Obstructive sleep apnoea 

Obstructive sleep apnoea is a sleep disorder where breathing is interrupted by a narrowing of the airway caused by relaxation of the throat muscles and obstruction of the windpipe. Symptoms of sleep apnoea when asleep include: loud snoring, stopping breathing or choking, and tossing and turning during the night. Daytime symptoms of sleep apnoea include: falling asleep during the day, not feeling refreshed after a night’s sleep and instead feeling groggy and tired, headaches are common, as are difficulties with memory and concentration. 

People with Chiari II are at increased risk of sleep apnoea, as are overweight people with excess weight in the neck area. It affects around 3% of UK adults. Our survey showed, a high proportion of members had been diagnosed with sleep apnoea (10%), and that more men (14%) than women (8%) had been diagnosed.   

Of the members diagnosed, 67% had been treated, and three quarters of them thought the treatment worked well.   

The treatment can take a lot of getting used to, and some people couldn’t tolerate it. But, a further 51% had two or more symptoms, such as feeling tired all the time, and falling asleep in the day without knowing why.  

Apart from the poor quality of life OSA brings, it is damaging to health, and can lead to heart damage and other organ failure. It is easily diagnosed through sleep studies, and treatable for many people. 

Pain 

Pain is generally a mechanism to alert the brain to damage being done to the body, so evasive action can be taken. From an evolutionary point of view, it was more important to know whether you were injured or not at times of danger, so there is a well-established link between pain and anxiety.

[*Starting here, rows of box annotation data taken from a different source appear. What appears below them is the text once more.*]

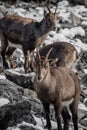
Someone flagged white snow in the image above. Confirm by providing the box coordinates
[0,98,9,107]
[59,26,85,39]
[78,103,87,112]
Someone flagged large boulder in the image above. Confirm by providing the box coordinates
[0,79,23,102]
[0,100,36,130]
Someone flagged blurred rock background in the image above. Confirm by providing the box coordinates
[0,0,87,130]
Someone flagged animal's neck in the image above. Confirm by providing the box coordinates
[39,19,50,34]
[43,69,53,85]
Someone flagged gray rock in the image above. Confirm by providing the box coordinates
[0,79,23,102]
[0,101,36,130]
[5,68,35,89]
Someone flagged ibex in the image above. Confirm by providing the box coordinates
[36,42,79,68]
[34,49,80,130]
[0,7,58,72]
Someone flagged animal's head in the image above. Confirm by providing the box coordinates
[44,6,59,31]
[35,48,58,82]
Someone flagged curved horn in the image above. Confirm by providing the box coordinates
[45,47,53,62]
[55,6,57,14]
[46,5,51,13]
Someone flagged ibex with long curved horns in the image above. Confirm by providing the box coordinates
[34,48,80,130]
[0,7,58,73]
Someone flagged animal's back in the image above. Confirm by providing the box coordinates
[39,42,78,66]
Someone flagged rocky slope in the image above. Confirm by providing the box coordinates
[0,0,87,130]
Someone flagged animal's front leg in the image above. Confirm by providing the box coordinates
[54,101,62,130]
[24,50,30,73]
[43,103,51,130]
[6,47,17,68]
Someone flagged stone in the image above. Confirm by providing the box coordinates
[0,100,36,130]
[5,68,35,89]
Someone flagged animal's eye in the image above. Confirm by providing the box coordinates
[44,65,48,69]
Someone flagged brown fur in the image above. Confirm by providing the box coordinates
[34,50,80,130]
[39,42,79,68]
[0,10,58,73]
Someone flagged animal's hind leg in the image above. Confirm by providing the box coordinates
[70,102,78,130]
[62,107,71,130]
[43,103,51,130]
[6,47,16,68]
[0,33,9,69]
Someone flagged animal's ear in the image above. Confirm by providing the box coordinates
[44,10,47,17]
[50,58,58,65]
[55,11,60,16]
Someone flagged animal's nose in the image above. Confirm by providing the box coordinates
[53,26,56,31]
[38,75,41,80]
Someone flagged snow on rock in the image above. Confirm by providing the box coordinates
[59,26,85,39]
[0,98,10,107]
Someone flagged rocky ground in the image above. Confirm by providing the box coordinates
[0,0,87,130]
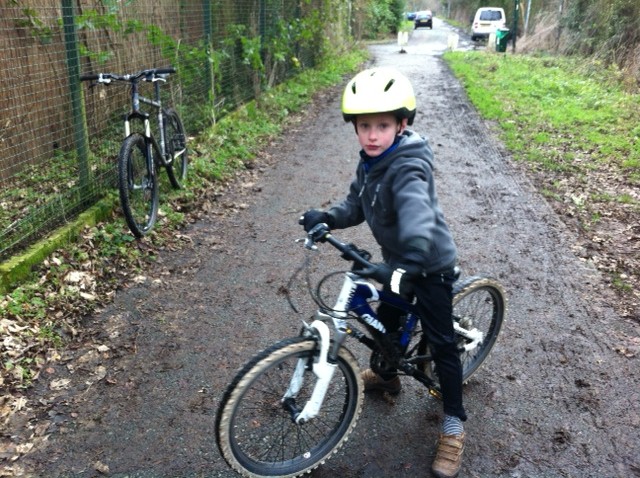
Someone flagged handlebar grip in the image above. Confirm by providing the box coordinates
[156,66,176,75]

Anxiety increases the experience of pain. Pain can also increase anxiety - (for example-what is the pain? Is it something serious?) creating a vicious cycle.  Pain interferes with sleep, and everything is harder to deal with when you’re sleep deprived. Long-term pain can change the way the brain handles pain. Chronic pain can exist without any physical problems, or well after an injury is healed.  

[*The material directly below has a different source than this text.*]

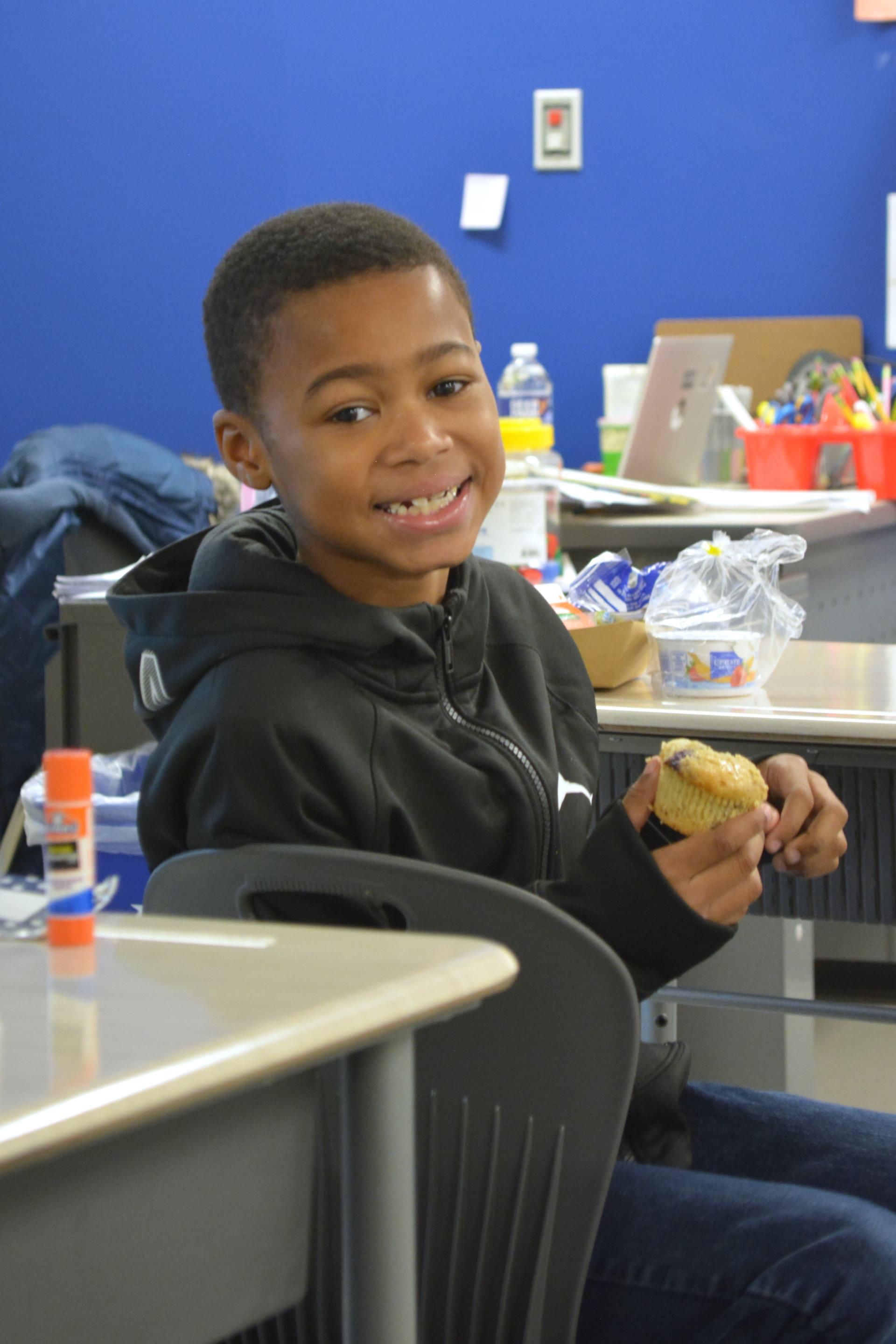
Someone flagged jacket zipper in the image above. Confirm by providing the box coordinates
[435,602,553,879]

Damaged nerve pathways can result in neuropathic pain and distort the pain messages to the brain. With so many reasons why people with spina bifida might be in pain (neuropathic pain, bone infections, head pain from shunt issues, wear and tear on joints from mobility equipment, differing leg length, curvature of the spine, atypical gait) we wanted to know how this changes as you get older, and how it affects your lives. 

Only 25% of members told us they rarely experience pain The proportion of people saying they had pain 6-7 days a week, generally increased with age, from 40-41% in members aged 25-35, up to 66% in people aged 61-65. The numbers of people saying they rarely had pain also went down with increasing age, from 30-35% in those between 25 and 45 years old to 5-17% in the people aged 61 and over. Members shared the impact of living in pain on their lives, the effect on their mental health and the exhausting reality of life lived in pain.